Updated: Nov 12
We recently spent a tranquil three nights in the Great Smoky Mountains National Park bestowed by glorious September weather with clear skies and great visibility for the most part. Apparently, this is unusual, according to the Park Ranger who greeted us as we began the trek up to the 360-degree observation deck at Clingman’s Dome, as wisps of valley mist below began to dissipate. Typically, the dense morning fog can lift so slowly that it can range from partially obscuring views of the mountains to blanketing the observation deck entirely. So, the timing of our visit to the park was very fortunate indeed and we were rewarded by miles of visibility in every direction.
Prior to planning out trip, we were not aware that, with 12.5 million visitors, the Great Smoky Mountains National Park is the most visited of all the National Parks in the US – by a landslide, in fact, with more than double the number of visitors of the next busiest, Grand Canyon National Park. One reason for the popularity likely has to do with the proximity of so many populous areas – 50% of the US population resides within a day’s drive. Another must be that the park is free and most of it is open to traffic 24 hours a day.
If you are looking for a culinary destination in the vicinity of the park, then stick to the North Carolina side, where I imagine a variety of gastronomic delights can be found in Asheville, for example. But if you are looking for the adventure among tranquility that this part of the world offers, then the Tennessee side of the park will not disappoint, particularly in the westernmost portion near Townsend.

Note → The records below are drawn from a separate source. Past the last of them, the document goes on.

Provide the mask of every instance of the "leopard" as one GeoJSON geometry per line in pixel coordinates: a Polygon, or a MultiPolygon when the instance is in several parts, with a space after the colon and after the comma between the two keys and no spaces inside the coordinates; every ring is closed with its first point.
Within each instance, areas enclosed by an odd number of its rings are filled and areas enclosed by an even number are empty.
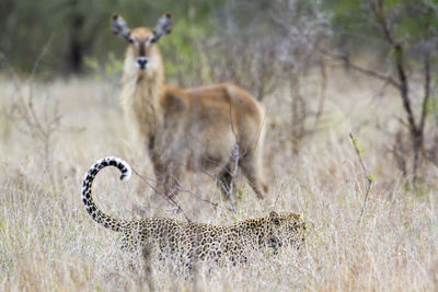
{"type": "Polygon", "coordinates": [[[306,222],[298,213],[270,211],[268,215],[238,221],[229,225],[214,225],[177,221],[169,218],[122,220],[103,213],[92,196],[96,174],[107,166],[120,171],[120,180],[131,177],[127,162],[115,156],[95,162],[82,184],[82,201],[87,212],[102,226],[122,233],[122,248],[158,254],[191,267],[197,260],[247,262],[257,250],[278,254],[280,247],[299,249],[304,245],[306,222]]]}

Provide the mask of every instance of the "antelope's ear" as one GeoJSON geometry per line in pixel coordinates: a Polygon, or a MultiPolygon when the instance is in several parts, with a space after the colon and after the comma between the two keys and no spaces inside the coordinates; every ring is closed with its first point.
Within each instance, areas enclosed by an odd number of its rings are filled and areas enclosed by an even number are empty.
{"type": "Polygon", "coordinates": [[[158,42],[163,35],[169,35],[172,32],[172,14],[168,12],[157,22],[155,30],[153,30],[152,43],[158,42]]]}
{"type": "Polygon", "coordinates": [[[126,25],[125,20],[120,15],[114,14],[111,17],[111,30],[113,31],[114,34],[118,35],[119,37],[129,40],[130,30],[128,25],[126,25]]]}
{"type": "Polygon", "coordinates": [[[279,217],[278,217],[278,214],[277,214],[276,211],[270,211],[269,218],[270,218],[270,221],[272,221],[274,224],[276,224],[276,225],[279,225],[279,224],[280,224],[280,219],[279,219],[279,217]]]}

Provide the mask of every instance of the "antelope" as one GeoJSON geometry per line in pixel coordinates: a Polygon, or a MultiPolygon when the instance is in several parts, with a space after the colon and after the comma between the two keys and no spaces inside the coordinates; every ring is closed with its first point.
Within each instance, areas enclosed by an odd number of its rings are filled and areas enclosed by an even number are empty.
{"type": "Polygon", "coordinates": [[[148,150],[158,185],[168,196],[184,171],[215,174],[222,194],[238,167],[232,153],[239,150],[239,167],[263,199],[268,186],[263,172],[264,106],[232,83],[178,89],[164,81],[163,60],[157,43],[172,31],[170,13],[153,30],[130,30],[113,15],[114,34],[128,42],[120,100],[124,114],[135,125],[148,150]]]}

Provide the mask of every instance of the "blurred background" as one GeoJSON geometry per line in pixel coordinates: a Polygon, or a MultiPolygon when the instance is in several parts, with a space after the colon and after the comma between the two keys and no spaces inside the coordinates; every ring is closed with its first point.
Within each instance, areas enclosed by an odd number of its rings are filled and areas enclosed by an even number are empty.
{"type": "Polygon", "coordinates": [[[245,268],[187,279],[158,261],[158,290],[437,290],[436,0],[0,0],[0,32],[1,291],[147,290],[80,200],[106,155],[137,173],[97,176],[105,213],[230,224],[285,210],[309,223],[302,253],[245,268]],[[110,17],[153,27],[164,12],[166,82],[231,81],[266,106],[266,200],[244,179],[237,212],[205,174],[173,203],[145,183],[151,164],[118,98],[126,42],[110,17]]]}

Besides the hike to and views from Clingman’s Dome observation deck, which is a highlight of the park, the 11-mile circular route that is Cades Cove Loop is a very picturesque introduction to the flora and fauna of the park. Regardless of the time of year, it is best to visit both attractions as early as possible to avoid the crowds. In the case of Cades Cove Loop, spotting wildlife is more likely in the early hours or just before dusk, when the Loop closes. During our visit (which was at dusk), we encountered wild turkey, countless deer and a juvenile black bear.
Another highlight of the Park is the abundance of picturesque streams and waterfalls that can be encountered while hiking the more than 150 official trails (as per the National Park Service). The Grotto Falls, which is located on the Trillium Gap Trail, is a 2.5-mile round trip hike that takes you behind the Falls – the only one of its kind in the park. The waterfall that became our favorite was the Lynn Camp Prong Cascades, which is located on the Middle Prong Trail, approximately half a mile from the trail head. What we enjoyed about this experience is that this waterfall is less well known and, therefore, the trail was quiet.
As with many of the National Parks of the US, the summer months are the most popular. While we visited the Smokies in early September, there were still crowded parking lots at the popular trail heads and traffic bottlenecks along the popular touring routes. So, considering an off-peak visit may be the way to go.